Em agosto do ano passado, ela conheceu o projeto "A Pele da Flor", da tatuadora brasileira Flávia Carvalho, que cobriu as cicatrizes de mulheres vítimas da violência doméstica. Inspirada, a tatuadora russa resolveu seguir o exemplo da brasileira, oferecendo seus serviços gratuitamente através da rede social russa Vkontakte.

A recepção positiva a pegou de surpresa. "Recebi 50 pedidos em apenas uma semana!", diz. Em seis meses, mais de 200 mulheres passaram pelas mãos de Evguenia, que passou a dedicar toda segunda-feira a essas tatuagens muito especiais, que ela faz de graça, cobrindo ela mesma todos os custos envolvidos.

OUVINTE ATENTA

Para a artista, fazer tatuagens em vítimas da violência doméstica deixou de ser um mero trabalho para tornar-se uma missão.

"Além de ajudar as mulheres, deixo minha marca no mundo. Minhas clientes geralmente são mais jovens que eu.

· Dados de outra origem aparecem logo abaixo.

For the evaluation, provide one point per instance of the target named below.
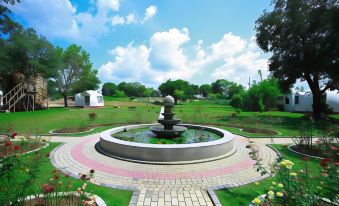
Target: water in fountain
(168, 127)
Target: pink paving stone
(79, 156)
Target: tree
(133, 89)
(87, 81)
(179, 94)
(205, 89)
(26, 53)
(109, 89)
(74, 67)
(302, 36)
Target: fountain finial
(168, 128)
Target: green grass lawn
(123, 111)
(243, 195)
(111, 196)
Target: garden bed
(71, 130)
(315, 152)
(19, 148)
(258, 131)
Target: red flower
(306, 158)
(47, 189)
(13, 135)
(336, 162)
(324, 162)
(83, 177)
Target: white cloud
(108, 4)
(169, 56)
(149, 13)
(130, 19)
(117, 20)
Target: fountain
(166, 143)
(168, 128)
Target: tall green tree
(226, 88)
(109, 89)
(303, 38)
(74, 71)
(26, 53)
(205, 89)
(169, 87)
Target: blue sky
(152, 41)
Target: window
(100, 99)
(296, 100)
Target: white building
(89, 98)
(302, 101)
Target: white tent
(89, 98)
(302, 101)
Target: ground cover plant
(243, 195)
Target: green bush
(237, 101)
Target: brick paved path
(160, 184)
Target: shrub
(237, 101)
(92, 116)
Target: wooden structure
(28, 95)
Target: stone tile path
(160, 184)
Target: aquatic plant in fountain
(168, 128)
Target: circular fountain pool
(217, 144)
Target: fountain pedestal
(168, 128)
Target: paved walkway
(160, 184)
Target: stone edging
(214, 197)
(211, 190)
(37, 149)
(277, 133)
(56, 133)
(77, 176)
(292, 150)
(98, 200)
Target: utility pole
(249, 81)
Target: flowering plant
(298, 187)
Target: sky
(152, 41)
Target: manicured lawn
(57, 118)
(123, 111)
(109, 195)
(243, 195)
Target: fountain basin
(166, 153)
(162, 132)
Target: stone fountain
(168, 128)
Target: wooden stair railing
(14, 96)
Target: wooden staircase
(21, 97)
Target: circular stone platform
(161, 183)
(166, 153)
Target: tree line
(24, 53)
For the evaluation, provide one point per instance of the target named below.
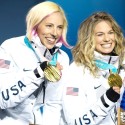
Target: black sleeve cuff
(112, 95)
(43, 65)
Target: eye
(49, 25)
(99, 34)
(60, 27)
(111, 32)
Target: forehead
(102, 26)
(54, 18)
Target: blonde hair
(83, 52)
(39, 12)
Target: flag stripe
(4, 63)
(72, 91)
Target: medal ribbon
(105, 66)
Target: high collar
(41, 50)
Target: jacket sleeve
(79, 114)
(15, 85)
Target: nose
(54, 32)
(106, 38)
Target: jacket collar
(40, 49)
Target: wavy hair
(39, 12)
(83, 52)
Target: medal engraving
(52, 73)
(115, 80)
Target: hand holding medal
(53, 72)
(115, 80)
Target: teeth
(51, 39)
(106, 45)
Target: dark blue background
(13, 13)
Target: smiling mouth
(106, 45)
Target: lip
(107, 45)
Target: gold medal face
(52, 73)
(115, 80)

Quando eu me for, elas vão continuar a ostentar minhas tatuagens, que as fazem lembrar que é possível começar de novo", afirma Evguenia.

Vadim_Braydov
Laysan e a tatuadora Evguenia
Laysan e a tatuadora Evguenia

Para as mulheres que procuram o estúdio, Evguenia, além de ser artista, também atua como psicóloga. "No começo foi terrível ouvir as histórias delas, mas aos poucos fui aprendendo a ouvir. Hoje eu chego a sugerir que elas contem suas histórias pela última vez, para então deixá-las para trás de uma vez por todas depois que a tatuagem ficar pronta", diz.

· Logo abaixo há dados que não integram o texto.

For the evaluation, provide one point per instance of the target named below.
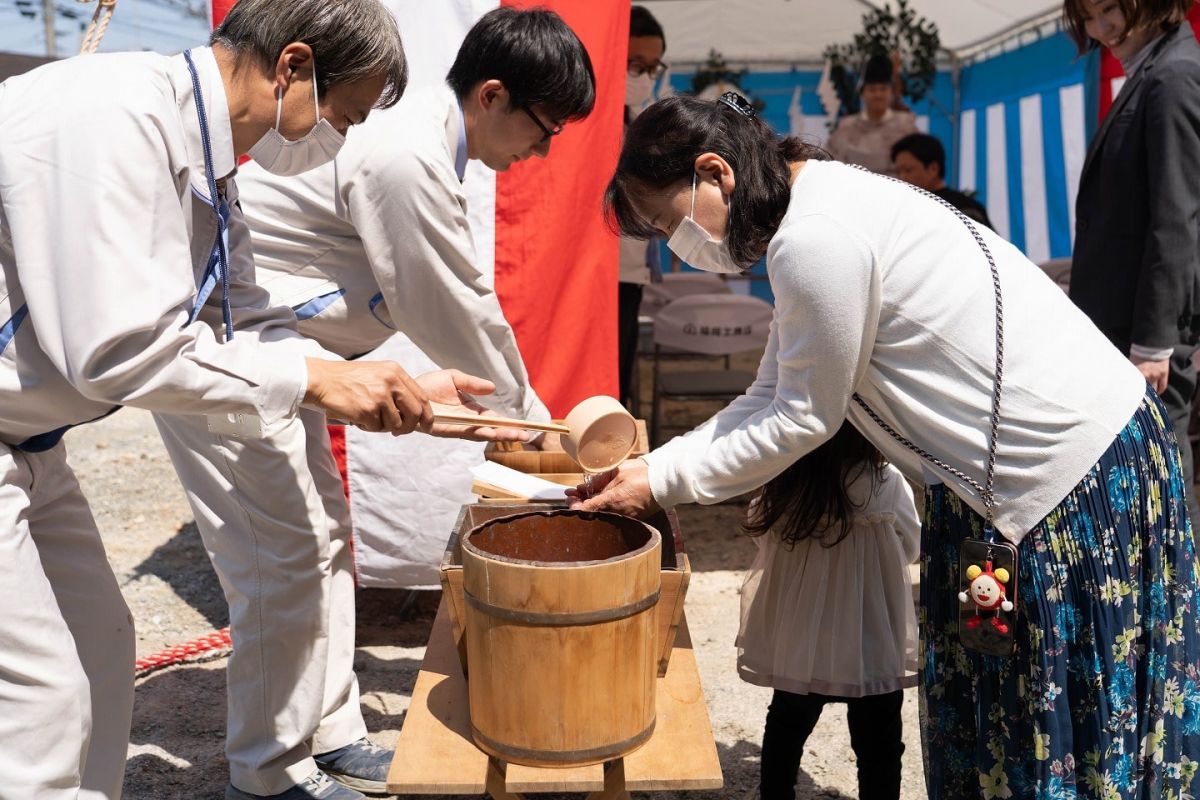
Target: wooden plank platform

Evguenia pretende futuramente percorrer a Rússia de motocicleta com seu companheiro, oferecendo seus serviços a mulheres vitimadas pela violência em outras regiões.

"Elas já vêm de toda a região para me procurar, mas eu gostaria de fazer ainda mais", diz ela. "Quero incentivar tatuadores em outras províncias da Rússia e até no exterior a fazer a mesma coisa."

Por enquanto o projeto ainda não passa de um sonho. Evguenia está à procura de possíveis patrocinadores.

VIOLÊNCIA

O engajamento de Evguenia é carregado de simbolismo na Rússia, onde recentemente foi promulgada uma lei que descriminaliza a violência doméstica. Desde 17 de fevereiro deste ano, nos casos em que a violência doméstica é cometida pela primeira vez e não chega a afetar a saúde da vítima, ela é vista como apenas uma "infração administrativa", em lugar de crime, sancionada com uma multa de 5.000 a 30 mil rublos (US$67-US$398, equivalente a cerca de R$ 220-1.300).

A lei provocou reações fortes entre o público. Há o receio de que ela possa trivializar a violência doméstica.

Segundo o Ministério russo dos Assuntos Internos, todos os anos 26 mil crianças são vítimas de violência por parte de seus pais, 36 mil mulheres são vítimas de violência doméstica e 12 mil mulheres morrem em decorrência de violência cometida por seus companheiros. Isso quer dizer que uma mulher morre a cada 40 minutos devido à violência doméstica.

Na Rússia, 97% dos casos de violência doméstica não chegam aos tribunais. Em todo o mundo, quase uma em cada três mulheres é vítima de violência doméstica.